I took a photo, but can't remember where it's from...
Happens to me all the time.
Naturally, I'll use Reverse Image Search (also known as "Search by Image") to find out what it is.
But as you might know, Google's Reverse Image Search has been updated by Google Lens. The big difference is that Lens tries to identify objects and give you results based on that identity, rather than just finding similar images.
Often, that's exactly what you want. In this case, I want to know what this image that I found on my (physical) desktop is showing.
A quick scan, then go to Images.Google.com and search for my image. This is what I see:
That's a pretty good result: I know it's "Spring" by Lawrence Alma-Tadema, the immensely skilled Victorian classical painter. (For a nice article about this painting, see the Getty's publication about this work.)
But if I want to learn more about this painting, including where it's used, I can click on the "Find image source" button at the top of the left-hand panel. That will open another tab with the previous Search-By-Image results. Like this, which includes the "best guess" search string that is created by Google, approximating what it thinks I'm searching for:
And, as we've learned in our earlier discussions of Search By Image, you can modify that query to give you more precise results. Here, I've modified the query to include a SITE: restriction, this one limits the results to .EDU sites, especially useful if I'm looking for high quality results, such as those from the Getty Museum, where this original painting is housed.

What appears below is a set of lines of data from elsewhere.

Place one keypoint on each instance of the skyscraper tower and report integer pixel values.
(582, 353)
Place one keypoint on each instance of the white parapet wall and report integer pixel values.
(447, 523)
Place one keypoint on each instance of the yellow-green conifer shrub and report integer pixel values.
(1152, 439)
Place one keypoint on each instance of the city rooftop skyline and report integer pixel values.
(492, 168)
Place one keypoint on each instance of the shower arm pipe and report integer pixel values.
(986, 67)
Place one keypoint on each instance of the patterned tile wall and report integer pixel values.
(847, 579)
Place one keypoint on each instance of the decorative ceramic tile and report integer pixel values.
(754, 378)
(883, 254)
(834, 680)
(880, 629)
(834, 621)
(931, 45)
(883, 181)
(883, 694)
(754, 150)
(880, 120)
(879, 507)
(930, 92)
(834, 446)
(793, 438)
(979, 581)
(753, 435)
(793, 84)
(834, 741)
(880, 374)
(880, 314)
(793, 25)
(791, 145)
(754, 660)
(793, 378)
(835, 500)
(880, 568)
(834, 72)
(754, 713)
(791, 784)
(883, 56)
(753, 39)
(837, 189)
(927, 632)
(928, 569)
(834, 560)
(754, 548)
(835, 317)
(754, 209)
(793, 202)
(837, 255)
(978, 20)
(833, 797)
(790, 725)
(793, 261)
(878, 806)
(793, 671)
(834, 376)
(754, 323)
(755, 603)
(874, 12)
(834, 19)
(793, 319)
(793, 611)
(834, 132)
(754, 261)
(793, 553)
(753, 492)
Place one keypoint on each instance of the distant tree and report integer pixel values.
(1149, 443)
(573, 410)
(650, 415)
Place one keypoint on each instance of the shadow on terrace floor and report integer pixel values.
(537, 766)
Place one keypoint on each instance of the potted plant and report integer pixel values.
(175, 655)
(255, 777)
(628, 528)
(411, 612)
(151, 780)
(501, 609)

This ability to modify the query is really useful when you're searching for things that aren't products--such as images of plants. Here's an example of a nearby creek I photographed during last week's heavy rainfall. Here's the original Search By Image query (yes, that's a swollen creek near my house):
But if I'm looking for similar images in my home state of California, I click on the "Find Image Source" button and modify the query to include [flooding in California]. This finds visually similar images that are also connected with the idea of flooding in California:
Hope you find this ability to do the classic reverse image search a useful extension.